Rob Grabowski-US PRESSWIRE
Three-time and defending Sprint Cup champion Tony Stewart can have an occasional hot-headed streak at times, but for the most part, he's arguably the scariest driver out there when it comes to his immense and incredible talent.
When Smoke lives up to his nickname, he leaves everyone else in his wake. Look at how he won five of last year's Chase races en route to the Cup title.
Have you ever noticed that when he has a car that is the best in the field, and he's moving forward towards the front in the latter stages of a race, how so many other drivers steer clear of the No. 14?
Stewart is arguably as close to the late Dale Earnhardt in terms of talent and intimidation as any other driver we've seen in the last 10 to 15 years.
Ask most any driver on the Cup circuit who they most hate to see making a charge in their rearview mirror, and the answer is usually one of two drivers: Stewart and Jimmie Johnson.
No. 4 Brad Keselowski
Brad Keselowski has become a monster at winning and intimidation.
The latest member of NASCAR's "What, me worry?" club, in less than four years Keselowski has established himself as one of the most intimidating young drivers on the circuit.
Frankly, this guy likes being a pain in the ass of his fellow drivers. He relishes the thought of being the intimidator, rather than the intimidated.
He will go toe-to-toe with any driver on the circuit and has made it his calling card to never, ever back down.
Some drivers might even call him "crazy Kes" for his head-on approach, but that has been one of the biggest ingredients for success among some of NASCAR's greatest champions ever. And the Polish Rocket will indeed become a Sprint Cup champ one day, probably sooner rather than later.
Heck, he's leading this year's Chase standings thus far, and has won two of its first three races.

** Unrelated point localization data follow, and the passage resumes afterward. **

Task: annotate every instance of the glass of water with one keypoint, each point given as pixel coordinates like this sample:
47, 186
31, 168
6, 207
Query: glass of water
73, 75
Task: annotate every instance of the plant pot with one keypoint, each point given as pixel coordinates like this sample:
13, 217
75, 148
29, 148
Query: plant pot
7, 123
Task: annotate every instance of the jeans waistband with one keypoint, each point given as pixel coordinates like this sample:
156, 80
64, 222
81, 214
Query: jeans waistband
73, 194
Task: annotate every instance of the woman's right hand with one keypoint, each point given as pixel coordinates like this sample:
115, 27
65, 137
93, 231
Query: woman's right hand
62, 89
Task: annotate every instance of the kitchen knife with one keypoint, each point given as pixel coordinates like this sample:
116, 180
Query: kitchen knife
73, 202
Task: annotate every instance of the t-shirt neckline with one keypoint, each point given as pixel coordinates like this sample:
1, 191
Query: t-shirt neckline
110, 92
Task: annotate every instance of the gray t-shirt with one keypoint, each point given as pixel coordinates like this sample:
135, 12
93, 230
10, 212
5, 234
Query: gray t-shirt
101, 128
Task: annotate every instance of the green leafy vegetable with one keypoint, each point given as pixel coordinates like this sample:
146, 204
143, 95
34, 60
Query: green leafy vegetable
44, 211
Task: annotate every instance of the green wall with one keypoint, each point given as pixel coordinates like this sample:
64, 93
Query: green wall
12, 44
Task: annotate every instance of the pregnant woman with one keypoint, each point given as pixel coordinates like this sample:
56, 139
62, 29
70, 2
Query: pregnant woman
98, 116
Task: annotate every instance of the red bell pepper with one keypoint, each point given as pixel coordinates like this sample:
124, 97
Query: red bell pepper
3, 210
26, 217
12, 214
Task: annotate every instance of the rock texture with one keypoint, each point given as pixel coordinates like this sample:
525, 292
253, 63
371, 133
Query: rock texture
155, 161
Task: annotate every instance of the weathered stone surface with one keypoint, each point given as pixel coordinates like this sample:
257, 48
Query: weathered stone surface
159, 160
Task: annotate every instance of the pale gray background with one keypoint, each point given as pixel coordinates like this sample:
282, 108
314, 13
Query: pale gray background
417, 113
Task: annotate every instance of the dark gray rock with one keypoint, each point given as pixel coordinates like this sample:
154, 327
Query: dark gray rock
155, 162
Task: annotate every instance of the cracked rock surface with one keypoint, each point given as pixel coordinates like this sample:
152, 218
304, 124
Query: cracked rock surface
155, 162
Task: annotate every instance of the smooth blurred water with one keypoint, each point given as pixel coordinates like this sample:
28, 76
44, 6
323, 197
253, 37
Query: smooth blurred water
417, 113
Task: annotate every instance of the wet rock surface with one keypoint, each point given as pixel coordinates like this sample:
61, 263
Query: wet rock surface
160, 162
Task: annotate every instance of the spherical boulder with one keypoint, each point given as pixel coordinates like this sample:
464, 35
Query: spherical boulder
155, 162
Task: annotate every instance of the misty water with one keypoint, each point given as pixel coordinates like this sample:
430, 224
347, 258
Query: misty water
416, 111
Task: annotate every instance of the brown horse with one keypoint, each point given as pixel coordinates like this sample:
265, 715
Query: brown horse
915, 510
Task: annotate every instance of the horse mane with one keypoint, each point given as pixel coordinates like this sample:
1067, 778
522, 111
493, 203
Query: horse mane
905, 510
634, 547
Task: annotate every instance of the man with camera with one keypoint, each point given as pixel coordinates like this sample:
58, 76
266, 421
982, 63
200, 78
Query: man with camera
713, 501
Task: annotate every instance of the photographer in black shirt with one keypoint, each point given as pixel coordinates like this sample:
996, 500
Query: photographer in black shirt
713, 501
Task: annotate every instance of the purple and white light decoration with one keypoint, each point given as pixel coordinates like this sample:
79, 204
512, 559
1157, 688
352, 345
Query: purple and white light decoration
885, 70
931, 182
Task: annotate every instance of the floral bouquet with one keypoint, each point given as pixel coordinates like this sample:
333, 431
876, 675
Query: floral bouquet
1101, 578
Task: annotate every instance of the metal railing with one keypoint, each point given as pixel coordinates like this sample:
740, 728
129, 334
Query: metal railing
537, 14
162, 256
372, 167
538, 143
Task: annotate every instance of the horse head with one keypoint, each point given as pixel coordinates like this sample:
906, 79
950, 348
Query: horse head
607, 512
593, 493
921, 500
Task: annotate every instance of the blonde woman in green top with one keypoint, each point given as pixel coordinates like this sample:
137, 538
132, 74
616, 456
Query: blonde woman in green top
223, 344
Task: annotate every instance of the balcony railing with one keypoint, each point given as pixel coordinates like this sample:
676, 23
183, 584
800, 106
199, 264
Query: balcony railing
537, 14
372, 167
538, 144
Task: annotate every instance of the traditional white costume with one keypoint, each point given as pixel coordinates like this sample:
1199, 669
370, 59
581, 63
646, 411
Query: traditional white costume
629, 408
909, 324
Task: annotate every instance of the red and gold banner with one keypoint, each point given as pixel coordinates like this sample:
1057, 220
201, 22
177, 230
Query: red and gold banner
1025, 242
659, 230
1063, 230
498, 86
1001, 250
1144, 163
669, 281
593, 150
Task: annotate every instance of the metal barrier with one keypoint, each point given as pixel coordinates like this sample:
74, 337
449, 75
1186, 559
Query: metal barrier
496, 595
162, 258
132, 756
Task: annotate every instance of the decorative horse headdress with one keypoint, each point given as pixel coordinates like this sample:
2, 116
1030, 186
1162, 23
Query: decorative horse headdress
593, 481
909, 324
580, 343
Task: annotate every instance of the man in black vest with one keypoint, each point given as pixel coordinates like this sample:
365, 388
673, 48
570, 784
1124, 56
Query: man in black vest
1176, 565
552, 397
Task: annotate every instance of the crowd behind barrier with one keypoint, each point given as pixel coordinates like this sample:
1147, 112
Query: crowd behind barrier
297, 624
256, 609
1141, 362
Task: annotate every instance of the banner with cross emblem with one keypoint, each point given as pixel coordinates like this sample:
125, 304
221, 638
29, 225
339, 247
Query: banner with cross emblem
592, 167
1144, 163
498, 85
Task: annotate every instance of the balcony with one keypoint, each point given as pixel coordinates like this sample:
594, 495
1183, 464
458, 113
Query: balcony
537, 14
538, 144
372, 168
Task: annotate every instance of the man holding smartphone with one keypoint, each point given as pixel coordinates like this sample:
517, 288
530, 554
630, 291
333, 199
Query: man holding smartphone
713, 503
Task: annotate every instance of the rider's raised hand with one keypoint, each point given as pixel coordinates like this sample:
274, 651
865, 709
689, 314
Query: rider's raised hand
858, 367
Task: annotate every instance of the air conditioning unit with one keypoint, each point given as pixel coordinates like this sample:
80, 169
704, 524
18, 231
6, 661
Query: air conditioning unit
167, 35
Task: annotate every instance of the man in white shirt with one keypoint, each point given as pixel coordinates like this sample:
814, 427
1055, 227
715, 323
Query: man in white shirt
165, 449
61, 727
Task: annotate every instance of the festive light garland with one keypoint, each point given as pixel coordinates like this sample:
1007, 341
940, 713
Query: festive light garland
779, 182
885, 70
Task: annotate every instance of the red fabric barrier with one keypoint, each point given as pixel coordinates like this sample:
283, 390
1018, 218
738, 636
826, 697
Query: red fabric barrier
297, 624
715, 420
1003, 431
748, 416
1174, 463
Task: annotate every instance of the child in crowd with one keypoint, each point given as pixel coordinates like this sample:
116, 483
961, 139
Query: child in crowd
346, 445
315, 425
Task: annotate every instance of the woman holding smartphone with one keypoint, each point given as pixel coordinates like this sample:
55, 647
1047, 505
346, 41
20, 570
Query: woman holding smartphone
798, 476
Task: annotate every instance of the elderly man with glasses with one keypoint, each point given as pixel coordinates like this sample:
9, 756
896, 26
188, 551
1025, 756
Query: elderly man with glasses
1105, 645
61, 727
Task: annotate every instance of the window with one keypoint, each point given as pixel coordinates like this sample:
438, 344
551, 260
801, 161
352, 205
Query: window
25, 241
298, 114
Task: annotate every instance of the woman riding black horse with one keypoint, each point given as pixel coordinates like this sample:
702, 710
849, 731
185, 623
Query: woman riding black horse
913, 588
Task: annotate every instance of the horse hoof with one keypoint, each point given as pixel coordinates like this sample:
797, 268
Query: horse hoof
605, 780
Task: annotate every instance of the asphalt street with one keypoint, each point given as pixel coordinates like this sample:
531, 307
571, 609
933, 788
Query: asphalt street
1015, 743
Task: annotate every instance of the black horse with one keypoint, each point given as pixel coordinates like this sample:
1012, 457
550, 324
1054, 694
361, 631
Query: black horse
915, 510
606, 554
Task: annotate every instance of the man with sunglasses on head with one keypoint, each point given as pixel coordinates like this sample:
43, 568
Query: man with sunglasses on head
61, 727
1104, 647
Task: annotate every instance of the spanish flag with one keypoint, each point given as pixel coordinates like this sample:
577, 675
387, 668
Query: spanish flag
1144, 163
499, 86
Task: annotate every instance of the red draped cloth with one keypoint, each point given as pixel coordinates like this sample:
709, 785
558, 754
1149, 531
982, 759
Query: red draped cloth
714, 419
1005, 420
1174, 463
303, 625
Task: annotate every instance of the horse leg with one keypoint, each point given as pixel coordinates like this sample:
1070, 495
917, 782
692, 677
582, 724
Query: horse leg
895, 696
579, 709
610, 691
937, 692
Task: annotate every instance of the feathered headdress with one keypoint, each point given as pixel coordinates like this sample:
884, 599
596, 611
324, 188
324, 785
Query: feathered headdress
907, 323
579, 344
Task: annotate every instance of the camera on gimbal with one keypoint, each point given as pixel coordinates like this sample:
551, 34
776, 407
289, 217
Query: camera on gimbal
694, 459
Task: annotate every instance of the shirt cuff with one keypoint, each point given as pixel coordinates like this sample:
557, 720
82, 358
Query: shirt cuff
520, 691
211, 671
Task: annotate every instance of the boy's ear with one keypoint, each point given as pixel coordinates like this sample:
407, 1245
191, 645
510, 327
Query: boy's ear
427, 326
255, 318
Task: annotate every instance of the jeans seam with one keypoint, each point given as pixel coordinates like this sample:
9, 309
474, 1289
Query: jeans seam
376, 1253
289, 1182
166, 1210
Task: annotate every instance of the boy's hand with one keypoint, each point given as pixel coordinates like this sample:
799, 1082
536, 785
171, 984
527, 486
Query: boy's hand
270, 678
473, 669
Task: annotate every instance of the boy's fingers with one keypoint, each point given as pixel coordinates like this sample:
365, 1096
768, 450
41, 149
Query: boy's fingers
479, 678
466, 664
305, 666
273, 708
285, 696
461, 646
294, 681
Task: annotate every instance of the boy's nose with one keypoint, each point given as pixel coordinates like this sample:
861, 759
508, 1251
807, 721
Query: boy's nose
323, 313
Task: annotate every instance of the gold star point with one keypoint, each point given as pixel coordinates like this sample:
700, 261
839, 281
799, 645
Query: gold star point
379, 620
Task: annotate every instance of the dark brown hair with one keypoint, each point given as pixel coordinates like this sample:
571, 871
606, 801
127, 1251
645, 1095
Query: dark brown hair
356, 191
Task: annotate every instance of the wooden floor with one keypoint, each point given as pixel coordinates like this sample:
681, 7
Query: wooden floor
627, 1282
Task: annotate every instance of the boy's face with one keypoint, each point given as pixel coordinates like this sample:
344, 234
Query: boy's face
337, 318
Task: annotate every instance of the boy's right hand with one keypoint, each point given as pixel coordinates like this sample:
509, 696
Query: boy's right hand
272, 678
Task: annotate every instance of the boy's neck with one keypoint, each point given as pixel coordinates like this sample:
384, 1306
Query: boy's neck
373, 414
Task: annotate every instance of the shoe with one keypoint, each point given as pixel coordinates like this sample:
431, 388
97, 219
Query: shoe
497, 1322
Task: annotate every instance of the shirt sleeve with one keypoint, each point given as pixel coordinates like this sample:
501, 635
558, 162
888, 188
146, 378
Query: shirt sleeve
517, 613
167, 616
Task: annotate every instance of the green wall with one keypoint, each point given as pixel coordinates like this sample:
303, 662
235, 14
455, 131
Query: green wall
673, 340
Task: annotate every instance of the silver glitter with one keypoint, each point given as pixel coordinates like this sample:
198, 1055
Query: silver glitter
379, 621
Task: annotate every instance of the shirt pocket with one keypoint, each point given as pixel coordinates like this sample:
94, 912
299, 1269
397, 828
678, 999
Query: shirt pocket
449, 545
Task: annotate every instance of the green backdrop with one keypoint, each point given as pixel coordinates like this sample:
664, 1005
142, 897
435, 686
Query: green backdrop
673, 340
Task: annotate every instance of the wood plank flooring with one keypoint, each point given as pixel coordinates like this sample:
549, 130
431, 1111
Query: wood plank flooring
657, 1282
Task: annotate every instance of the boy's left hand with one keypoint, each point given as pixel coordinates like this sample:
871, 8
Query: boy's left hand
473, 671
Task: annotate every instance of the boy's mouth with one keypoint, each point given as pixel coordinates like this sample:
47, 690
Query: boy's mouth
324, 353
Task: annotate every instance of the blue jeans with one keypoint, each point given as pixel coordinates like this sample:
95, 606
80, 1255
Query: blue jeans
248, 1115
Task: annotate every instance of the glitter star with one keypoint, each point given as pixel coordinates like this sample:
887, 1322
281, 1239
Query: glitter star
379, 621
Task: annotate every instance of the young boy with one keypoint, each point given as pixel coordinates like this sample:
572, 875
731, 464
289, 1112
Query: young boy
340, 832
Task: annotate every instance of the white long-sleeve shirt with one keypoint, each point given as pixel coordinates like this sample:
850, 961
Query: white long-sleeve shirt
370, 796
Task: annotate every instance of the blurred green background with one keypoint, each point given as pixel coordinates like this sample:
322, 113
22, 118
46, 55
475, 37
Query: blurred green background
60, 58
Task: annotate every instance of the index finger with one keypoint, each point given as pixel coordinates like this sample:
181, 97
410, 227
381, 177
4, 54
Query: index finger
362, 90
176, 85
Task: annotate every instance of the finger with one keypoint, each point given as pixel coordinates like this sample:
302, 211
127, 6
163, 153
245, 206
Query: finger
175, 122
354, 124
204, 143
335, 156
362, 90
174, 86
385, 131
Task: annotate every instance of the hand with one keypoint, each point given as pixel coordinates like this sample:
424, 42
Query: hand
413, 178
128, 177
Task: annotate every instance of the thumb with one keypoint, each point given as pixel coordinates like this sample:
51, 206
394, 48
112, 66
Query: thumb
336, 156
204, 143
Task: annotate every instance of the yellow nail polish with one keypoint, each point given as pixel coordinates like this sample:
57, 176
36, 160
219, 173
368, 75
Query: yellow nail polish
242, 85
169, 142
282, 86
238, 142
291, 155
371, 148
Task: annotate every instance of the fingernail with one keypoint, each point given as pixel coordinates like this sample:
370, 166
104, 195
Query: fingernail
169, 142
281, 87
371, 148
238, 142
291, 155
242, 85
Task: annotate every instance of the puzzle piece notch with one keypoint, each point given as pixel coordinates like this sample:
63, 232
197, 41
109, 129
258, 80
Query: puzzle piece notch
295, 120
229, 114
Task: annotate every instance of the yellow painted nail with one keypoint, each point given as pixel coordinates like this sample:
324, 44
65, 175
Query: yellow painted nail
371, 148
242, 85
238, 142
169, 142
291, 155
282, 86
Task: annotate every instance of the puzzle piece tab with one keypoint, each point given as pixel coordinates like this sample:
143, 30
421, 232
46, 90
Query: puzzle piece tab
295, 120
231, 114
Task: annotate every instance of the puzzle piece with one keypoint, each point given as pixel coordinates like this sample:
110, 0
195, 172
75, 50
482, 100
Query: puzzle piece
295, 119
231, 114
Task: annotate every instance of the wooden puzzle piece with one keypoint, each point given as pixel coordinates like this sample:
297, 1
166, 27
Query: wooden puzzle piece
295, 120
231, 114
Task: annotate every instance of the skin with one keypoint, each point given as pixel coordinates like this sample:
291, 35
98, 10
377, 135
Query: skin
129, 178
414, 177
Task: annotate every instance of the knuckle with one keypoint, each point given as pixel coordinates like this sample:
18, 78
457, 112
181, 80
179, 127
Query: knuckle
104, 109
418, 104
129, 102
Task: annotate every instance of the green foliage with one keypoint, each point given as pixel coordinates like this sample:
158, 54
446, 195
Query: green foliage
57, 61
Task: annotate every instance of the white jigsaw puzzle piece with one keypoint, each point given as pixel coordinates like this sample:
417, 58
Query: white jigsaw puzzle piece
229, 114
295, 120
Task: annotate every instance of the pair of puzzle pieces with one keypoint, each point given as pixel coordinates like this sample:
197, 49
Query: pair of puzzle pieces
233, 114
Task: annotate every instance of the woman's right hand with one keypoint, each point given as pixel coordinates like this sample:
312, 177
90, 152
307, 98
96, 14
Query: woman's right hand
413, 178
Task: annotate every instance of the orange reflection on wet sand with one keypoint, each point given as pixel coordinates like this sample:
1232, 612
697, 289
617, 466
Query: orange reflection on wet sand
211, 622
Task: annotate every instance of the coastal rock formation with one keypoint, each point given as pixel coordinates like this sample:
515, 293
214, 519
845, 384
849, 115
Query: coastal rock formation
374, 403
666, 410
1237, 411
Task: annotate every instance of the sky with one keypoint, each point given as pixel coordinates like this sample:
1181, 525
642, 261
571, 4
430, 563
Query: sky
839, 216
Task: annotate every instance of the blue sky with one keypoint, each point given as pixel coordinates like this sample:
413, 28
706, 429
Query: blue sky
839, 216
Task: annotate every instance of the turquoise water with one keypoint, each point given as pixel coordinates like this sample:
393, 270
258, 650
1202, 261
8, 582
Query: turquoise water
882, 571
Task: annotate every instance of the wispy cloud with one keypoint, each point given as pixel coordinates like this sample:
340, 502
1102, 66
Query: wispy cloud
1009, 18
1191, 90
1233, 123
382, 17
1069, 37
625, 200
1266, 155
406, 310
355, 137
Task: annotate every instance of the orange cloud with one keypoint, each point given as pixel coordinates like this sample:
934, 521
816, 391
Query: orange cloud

This kid is for real, and has made the No. 2 Blue Deuce one of the most intimidating sights on a race track.
No. 5 Jimmie Johnson
Is 'Five-time' Jimmie Johnson soon to be known as 'Six-time'?
How could you have a list of the most feared drivers and not include the man who is now simply known as "Five-time"?
Indeed, it appears Johnson is once again back on top of his game, much like when he won a NASCAR-record five consecutive Sprint Cup championships from 2006 through 2010.
Like Tony Stewart, Kyle Busch and the others we've included, Johnson is one of the last things other drivers want to see in their rearview mirrors.
It's not going to be a big surprise to see him rally in the remaining seven Chase races—heck, it wouldn't have to be much of a rally since he's already in second place—and take championship No. 6.
Few drivers give their competitors a bigger headache or more fear and angst than "Five-time."
Or should we start preparing to change that to "Six-time"?
No. 6 Kurt Busch
Kurt Busch used to be a monster on the race track -- and could become one once again.
Rob Grabowski-US PRESSWIRE
The elder Busch brother was once one of the most feared drivers on a race track. And he still is, to an extent, but he's lost much of his intimidation factor.
Fellow drivers that used to fear Busch now don't give him an extra inch or cut him a break just because of who he is or the talent he has.
About the only people that are still intimidated at times by him—and have become the targets of what he used to dish out on the race track—are the poor souls that serve on his pit crew, who have had to endure constant barrages of swearing, finger pointing and being called out even if they were not at fault for something KuBusch perceives as a mistake.
But fellow opponents may very well have to start fearing Busch again—and taking him more seriously—when he moves to Furniture Row Racing next season. While it's no Penske Racing, FRR is definitely a big step up from Phoenix Motorsports, of which Busch will soon leave to start working on the next chapter of his racing career.
Busch has learned a lot of lessons over the last couple of years—some hard-taught lessons at that. It will be interesting to see if he truly has learned those lessons well, or if he falls back into his bad habits yet again when he moves to FRR.
If it's the latter, fellow Cup drivers should be afraid once again, very, very afraid.